Regarding the initial issue, I suggest that the problem may lie with injectionMatch. Could you apply a following ConfigMap to the namespace where the target (profiled) pod(s) exist (replace [target-namespace] with the actual namespace), and then send me back the injection.log file from inside the target pod(s)? It is better to be done before starting/re-starting the profiled pods.
Error creating: Internal error occurred: json: cannot unmarshal number into Go struct field EnvVar.spec.containers.env.value of type string
I haven’t been able to reproduce the issue yet. Could you please let me know if adding profile.env: [] and profile.defaultEnv: [] resolves the problem? For example, with your custom_values:
sidecarImage:
image: nvcr.io/nvidia/devtools/nvidia-devtools-sidecar-injector:1.0.6
devtoolBinariesImage:
image: nvcr.io/nvidia/devtools/nsight-systems-cli:2024.4.1-ubuntu22.04
profile:
# CLI options: https://docs.nvidia.com/nsight-systems/UserGuide/index.html#cli-command-switches
# delay and duration values in secs
# Use %{} to include environment variables in the Nsight report filename
# The arguments for the Nsight Systems. The placeholders will be replaced with the actual values.
devtoolArgs: "profile --force-overwrite true --trace nvtx,cuda --delay 50 --duration 60 -o /data/data/Megatron-LM/results/nsyslog/auto_{UID}.nsys-rep"

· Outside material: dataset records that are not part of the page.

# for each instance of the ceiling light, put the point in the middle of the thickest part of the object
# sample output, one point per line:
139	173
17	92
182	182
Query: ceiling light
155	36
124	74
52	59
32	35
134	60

injectionMatch: "^/usr/bin/python /usr/local/bin/torchrun.*$"
# New values
defaultEnv: []
env: []
Hi mpopov!
Thanks for your reply!
Absolutely! I have followed your recommendations and applied the suggested ConfigMap to the [target-namespace], ensuring it was in place before the profiled pods were started or restarted.
I have successfully retrieved the .nsys-rep file from the specified path and the injection.log file from within the target pod(s). injection.log files injection.log (86.9 KB)
have been sent to you for review.
I can confirm that the issue was indeed related to injectionMatch, as you suggested. Your guidance has been crucial in resolving this problem.
Additionally, I have tested the configuration with profile.env: [] and profile.defaultEnv: [], and it has effectively addressed the issue. Your input has been invaluable in this process.
Should there be any further actions required or if you need any additional support, please do not hesitate to reach out. Your expertise and assistance have been greatly appreciated, and I look forward to any future advice you may offer.